Wages, promises from Caterpillar don't add up
Aug. 31, 2012 at 8:31 a.m.
Editor, the Advocate:
The opening of the Caterpillar plant in Victoria is now a reality and will benefit our area. In recent years, American corporations have been moving the higher paying manufacturing jobs back home from overseas as foreign labor costs have risen and labor union influence has declined.
As the manufacturing facility was nearing completion, the call for employment opportunities went out to the community to fill the many positions needed. Now, the time had come for the citizens of Victoria to share in the promise of a brighter future.

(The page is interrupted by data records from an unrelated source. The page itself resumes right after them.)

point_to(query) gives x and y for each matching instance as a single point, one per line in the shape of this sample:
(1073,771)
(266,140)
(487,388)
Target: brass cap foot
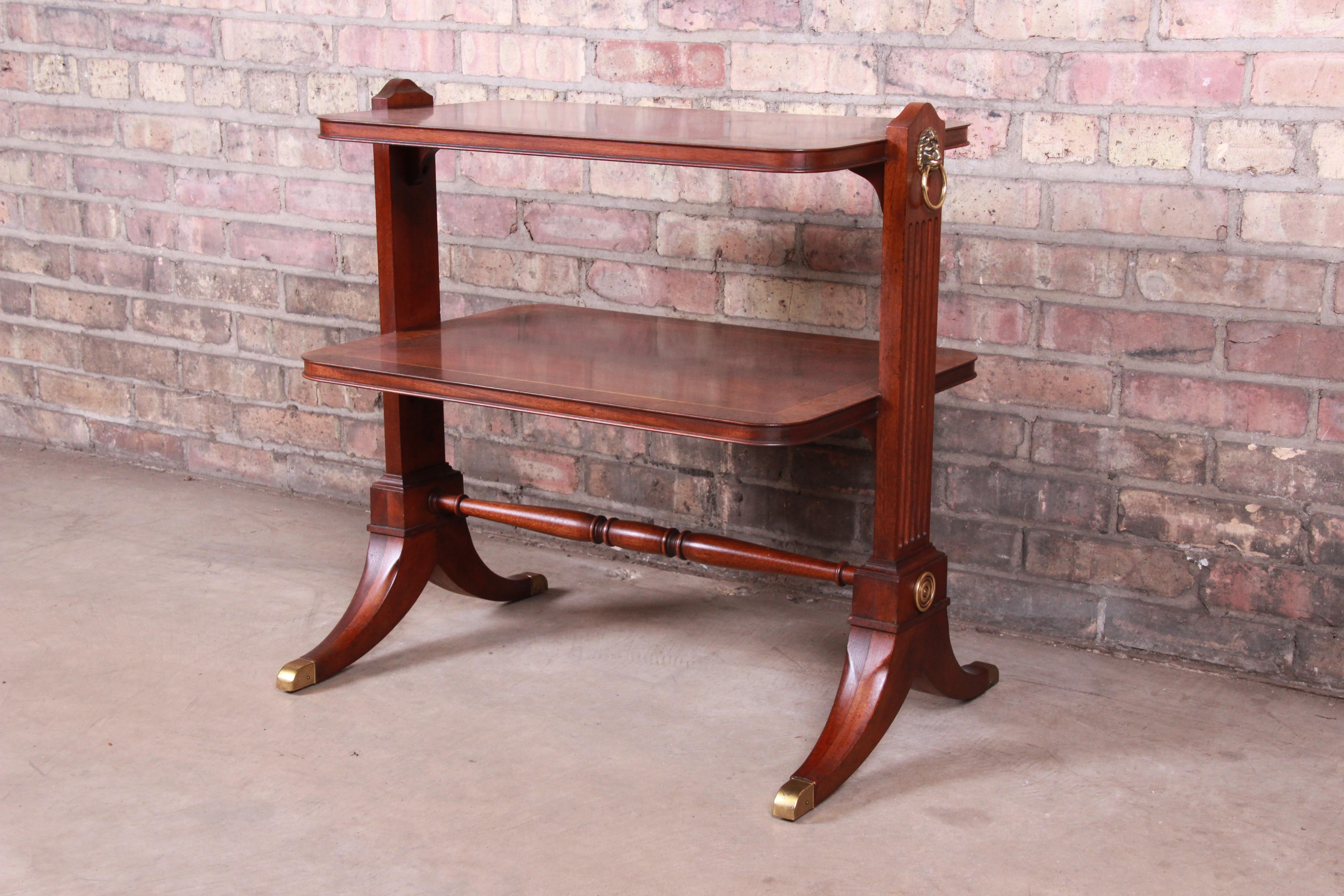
(795,800)
(298,675)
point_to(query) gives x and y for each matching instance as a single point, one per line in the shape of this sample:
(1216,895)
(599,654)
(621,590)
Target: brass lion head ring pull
(929,156)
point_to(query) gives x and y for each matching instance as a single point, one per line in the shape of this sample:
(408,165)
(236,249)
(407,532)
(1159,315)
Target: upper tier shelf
(703,138)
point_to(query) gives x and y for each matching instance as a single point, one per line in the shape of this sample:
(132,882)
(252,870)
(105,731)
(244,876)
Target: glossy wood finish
(703,138)
(710,550)
(745,385)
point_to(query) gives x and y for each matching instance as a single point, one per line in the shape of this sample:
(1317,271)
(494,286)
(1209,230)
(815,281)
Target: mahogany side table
(711,381)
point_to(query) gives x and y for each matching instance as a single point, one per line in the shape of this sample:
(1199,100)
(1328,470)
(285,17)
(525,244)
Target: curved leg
(944,674)
(878,672)
(459,568)
(394,576)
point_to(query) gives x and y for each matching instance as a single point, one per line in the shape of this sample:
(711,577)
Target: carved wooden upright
(691,378)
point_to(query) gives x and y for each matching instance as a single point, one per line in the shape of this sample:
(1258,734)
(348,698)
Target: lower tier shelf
(724,382)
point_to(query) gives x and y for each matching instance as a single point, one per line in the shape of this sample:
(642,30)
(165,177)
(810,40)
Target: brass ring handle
(924,183)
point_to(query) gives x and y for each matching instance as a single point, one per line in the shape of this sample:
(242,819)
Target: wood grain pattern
(736,383)
(701,138)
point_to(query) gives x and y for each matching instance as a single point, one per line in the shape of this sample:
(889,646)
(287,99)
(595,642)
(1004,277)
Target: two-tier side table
(746,385)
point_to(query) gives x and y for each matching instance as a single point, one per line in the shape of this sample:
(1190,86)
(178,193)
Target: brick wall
(1143,244)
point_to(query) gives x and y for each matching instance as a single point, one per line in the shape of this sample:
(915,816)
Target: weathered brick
(1232,405)
(277,245)
(1017,381)
(56,25)
(204,283)
(588,226)
(1158,212)
(1158,571)
(517,56)
(686,291)
(331,299)
(66,125)
(1298,79)
(527,272)
(397,49)
(279,44)
(1312,220)
(1023,19)
(1046,499)
(1151,79)
(191,323)
(136,361)
(734,240)
(983,74)
(1276,284)
(842,249)
(729,15)
(842,193)
(1054,138)
(1202,523)
(163,34)
(797,302)
(523,172)
(1074,269)
(690,65)
(982,319)
(229,190)
(1249,146)
(1148,335)
(1108,449)
(81,393)
(1292,473)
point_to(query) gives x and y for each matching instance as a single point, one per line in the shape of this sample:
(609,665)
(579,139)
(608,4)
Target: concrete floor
(623,734)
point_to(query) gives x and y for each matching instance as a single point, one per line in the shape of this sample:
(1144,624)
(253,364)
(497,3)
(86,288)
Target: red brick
(117,178)
(1298,350)
(1277,284)
(690,65)
(729,15)
(1159,212)
(229,190)
(1018,381)
(190,323)
(54,25)
(686,291)
(1073,269)
(999,492)
(1293,594)
(1108,449)
(1230,405)
(283,245)
(734,240)
(842,249)
(1158,571)
(163,34)
(396,49)
(1154,336)
(976,318)
(66,125)
(839,191)
(1183,520)
(279,44)
(468,215)
(1312,220)
(591,228)
(1292,473)
(523,172)
(142,445)
(135,361)
(1152,79)
(983,74)
(1298,79)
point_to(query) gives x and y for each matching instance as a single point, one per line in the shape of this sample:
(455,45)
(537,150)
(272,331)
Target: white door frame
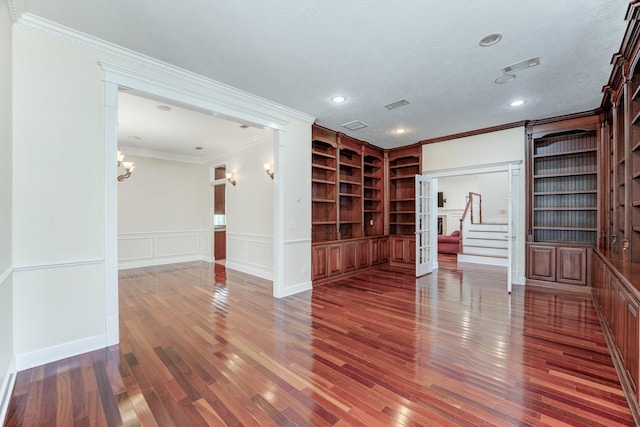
(426,225)
(515,183)
(116,77)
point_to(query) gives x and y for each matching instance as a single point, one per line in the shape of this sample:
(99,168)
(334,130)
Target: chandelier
(128,167)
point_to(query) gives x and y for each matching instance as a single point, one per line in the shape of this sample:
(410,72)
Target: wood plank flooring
(202,345)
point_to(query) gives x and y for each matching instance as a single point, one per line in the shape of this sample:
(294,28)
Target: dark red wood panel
(202,345)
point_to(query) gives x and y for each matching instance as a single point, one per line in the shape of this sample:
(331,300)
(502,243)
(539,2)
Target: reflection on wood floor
(202,345)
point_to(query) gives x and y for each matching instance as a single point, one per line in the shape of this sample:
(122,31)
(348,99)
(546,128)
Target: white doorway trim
(116,77)
(515,183)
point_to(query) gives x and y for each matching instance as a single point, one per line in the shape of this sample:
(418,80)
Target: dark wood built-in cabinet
(563,198)
(403,165)
(362,196)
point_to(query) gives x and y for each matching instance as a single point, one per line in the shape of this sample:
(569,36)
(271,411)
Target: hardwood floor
(201,345)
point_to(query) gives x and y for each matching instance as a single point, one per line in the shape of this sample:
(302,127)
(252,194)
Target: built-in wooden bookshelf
(347,205)
(563,202)
(565,187)
(324,172)
(633,170)
(350,188)
(373,206)
(404,165)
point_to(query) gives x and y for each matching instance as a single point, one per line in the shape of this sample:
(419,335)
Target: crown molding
(174,157)
(16,8)
(34,22)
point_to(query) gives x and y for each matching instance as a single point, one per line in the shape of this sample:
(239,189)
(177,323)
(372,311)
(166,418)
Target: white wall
(481,151)
(162,213)
(6,265)
(494,188)
(63,300)
(249,210)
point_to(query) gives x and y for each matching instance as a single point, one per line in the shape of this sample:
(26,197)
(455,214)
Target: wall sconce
(128,167)
(230,178)
(268,168)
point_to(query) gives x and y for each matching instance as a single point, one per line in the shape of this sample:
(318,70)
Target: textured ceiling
(300,53)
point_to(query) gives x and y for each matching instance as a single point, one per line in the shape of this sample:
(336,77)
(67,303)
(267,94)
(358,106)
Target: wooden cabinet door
(349,252)
(319,262)
(334,259)
(374,254)
(362,255)
(397,249)
(620,315)
(542,262)
(572,266)
(383,250)
(631,359)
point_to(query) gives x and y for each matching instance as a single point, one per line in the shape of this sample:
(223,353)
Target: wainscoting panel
(251,254)
(163,247)
(7,360)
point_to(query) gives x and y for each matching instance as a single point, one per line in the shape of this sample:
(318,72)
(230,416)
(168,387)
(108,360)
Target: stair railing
(472,215)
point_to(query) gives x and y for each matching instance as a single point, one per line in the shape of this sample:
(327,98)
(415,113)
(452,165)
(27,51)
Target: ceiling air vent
(396,104)
(527,63)
(355,125)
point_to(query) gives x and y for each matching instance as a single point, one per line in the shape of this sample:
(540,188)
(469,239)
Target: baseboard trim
(6,390)
(261,272)
(59,352)
(300,287)
(124,265)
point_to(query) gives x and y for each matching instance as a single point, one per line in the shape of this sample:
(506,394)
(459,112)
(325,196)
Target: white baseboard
(300,287)
(6,389)
(59,352)
(123,265)
(113,324)
(254,270)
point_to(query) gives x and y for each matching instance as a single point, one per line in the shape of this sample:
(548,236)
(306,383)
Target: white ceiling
(374,52)
(156,128)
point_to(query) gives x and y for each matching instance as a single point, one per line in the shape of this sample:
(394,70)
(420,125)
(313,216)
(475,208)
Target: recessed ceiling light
(396,104)
(490,39)
(506,78)
(355,125)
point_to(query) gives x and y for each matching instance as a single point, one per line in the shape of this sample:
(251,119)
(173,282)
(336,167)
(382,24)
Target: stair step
(483,259)
(484,251)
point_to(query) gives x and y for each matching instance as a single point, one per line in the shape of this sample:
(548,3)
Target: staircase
(485,243)
(482,242)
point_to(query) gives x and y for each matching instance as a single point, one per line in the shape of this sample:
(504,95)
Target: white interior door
(426,225)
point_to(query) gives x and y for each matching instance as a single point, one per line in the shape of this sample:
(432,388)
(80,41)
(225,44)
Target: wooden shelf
(566,209)
(565,228)
(559,193)
(565,153)
(346,181)
(323,154)
(412,176)
(317,166)
(402,212)
(323,181)
(555,175)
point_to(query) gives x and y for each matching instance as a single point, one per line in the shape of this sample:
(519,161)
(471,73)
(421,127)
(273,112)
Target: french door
(426,225)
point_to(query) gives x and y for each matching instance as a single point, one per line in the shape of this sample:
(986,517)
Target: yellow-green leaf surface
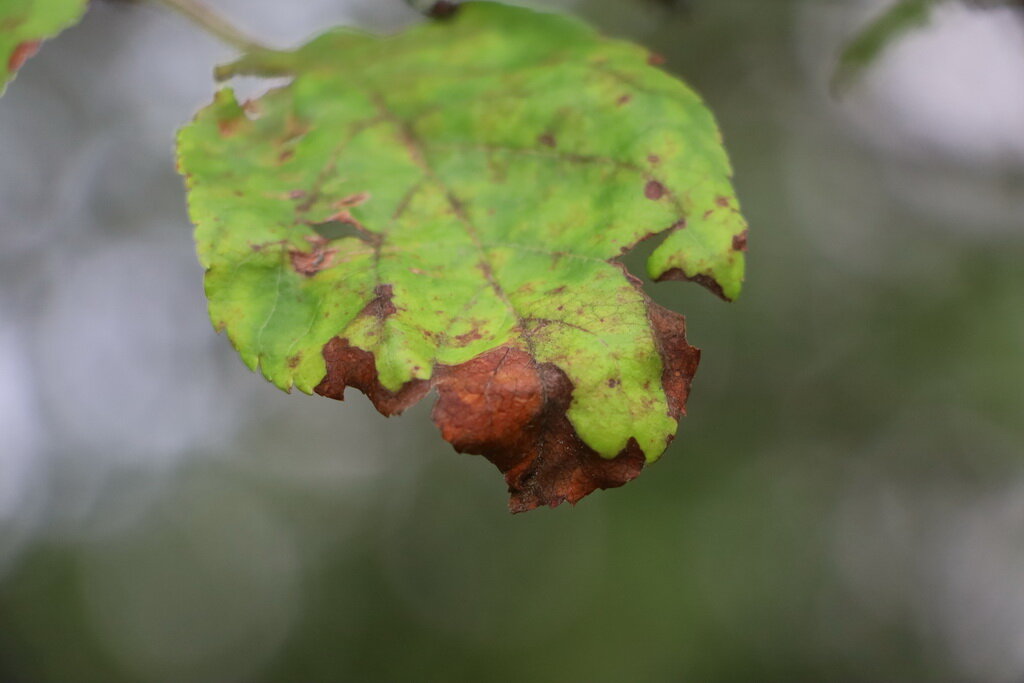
(25,23)
(464,186)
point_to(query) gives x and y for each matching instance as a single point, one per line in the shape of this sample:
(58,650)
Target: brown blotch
(653,189)
(700,279)
(381,305)
(22,53)
(739,241)
(468,338)
(350,367)
(679,359)
(511,410)
(311,262)
(352,201)
(228,127)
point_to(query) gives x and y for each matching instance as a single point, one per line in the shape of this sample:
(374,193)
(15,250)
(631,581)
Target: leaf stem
(212,23)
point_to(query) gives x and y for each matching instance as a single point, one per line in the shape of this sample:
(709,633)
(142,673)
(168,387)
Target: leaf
(865,48)
(445,209)
(25,24)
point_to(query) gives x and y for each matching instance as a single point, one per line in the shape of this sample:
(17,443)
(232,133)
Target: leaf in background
(24,24)
(446,209)
(861,51)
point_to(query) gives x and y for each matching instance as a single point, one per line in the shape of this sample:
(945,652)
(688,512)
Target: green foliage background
(853,435)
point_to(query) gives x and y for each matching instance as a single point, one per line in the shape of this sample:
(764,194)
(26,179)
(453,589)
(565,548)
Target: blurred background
(845,501)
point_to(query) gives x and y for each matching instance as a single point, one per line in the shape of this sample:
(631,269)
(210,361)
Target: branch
(214,24)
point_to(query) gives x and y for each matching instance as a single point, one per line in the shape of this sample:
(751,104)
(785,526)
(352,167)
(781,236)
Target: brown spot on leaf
(350,367)
(468,338)
(679,359)
(739,241)
(381,306)
(653,189)
(228,127)
(700,279)
(311,262)
(510,409)
(352,201)
(22,53)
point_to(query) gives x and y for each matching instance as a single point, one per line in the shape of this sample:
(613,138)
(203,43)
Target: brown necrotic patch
(20,54)
(653,189)
(701,279)
(311,262)
(513,411)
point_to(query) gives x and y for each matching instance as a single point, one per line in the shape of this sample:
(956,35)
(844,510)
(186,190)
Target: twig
(214,24)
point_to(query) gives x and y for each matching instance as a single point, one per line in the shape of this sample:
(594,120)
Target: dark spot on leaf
(381,306)
(343,224)
(511,410)
(228,127)
(506,407)
(468,338)
(352,201)
(311,262)
(653,189)
(739,241)
(701,279)
(22,53)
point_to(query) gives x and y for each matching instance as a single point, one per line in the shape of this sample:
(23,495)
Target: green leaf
(446,209)
(865,48)
(24,24)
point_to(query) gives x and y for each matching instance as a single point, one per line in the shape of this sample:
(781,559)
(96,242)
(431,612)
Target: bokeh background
(845,501)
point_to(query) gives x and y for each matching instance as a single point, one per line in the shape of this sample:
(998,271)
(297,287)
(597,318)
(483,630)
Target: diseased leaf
(445,209)
(25,24)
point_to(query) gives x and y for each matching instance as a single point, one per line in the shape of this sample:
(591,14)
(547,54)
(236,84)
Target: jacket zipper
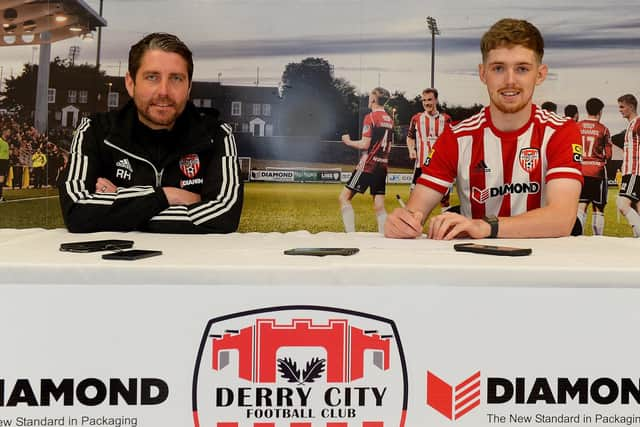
(142,159)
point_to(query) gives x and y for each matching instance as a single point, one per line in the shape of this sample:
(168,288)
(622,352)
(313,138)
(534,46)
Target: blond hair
(512,32)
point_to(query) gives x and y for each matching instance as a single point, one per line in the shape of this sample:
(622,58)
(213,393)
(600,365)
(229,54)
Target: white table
(32,256)
(85,325)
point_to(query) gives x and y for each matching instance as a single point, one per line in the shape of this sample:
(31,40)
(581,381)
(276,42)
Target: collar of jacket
(195,132)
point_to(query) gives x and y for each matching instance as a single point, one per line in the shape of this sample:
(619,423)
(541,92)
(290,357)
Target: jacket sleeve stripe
(224,201)
(78,168)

It was at this time that I began to hear of the wage scales being offered. When I heard the $9 to $12 wage scale range, I quite frankly didn't believe these to be the manufacturing jobs. I thought they must be lower skilled positions.
Putting a pencil to those wage scale ranges, I came up with approximate take-home pay after taxes and other deductions of $14,000 to $19,000 a year. That doesn't take into account any benefits such as medical and dental insurance and retirement packages. If the wages offered are for the actual manufacturing positions, it doesn't compute into the higher pay range. At that wage, it would be difficult for a single individual to sustain a comfortable standard of living, much less for someone supporting a family.
In reading the Advocate's article on the Caterpillar grand opening, it was apparent that all our local and state leaders were singing the praises of this event with the word marriage used to describe this union. There was no mention of the benefit of higher wages for the working man and woman. That has me troubled.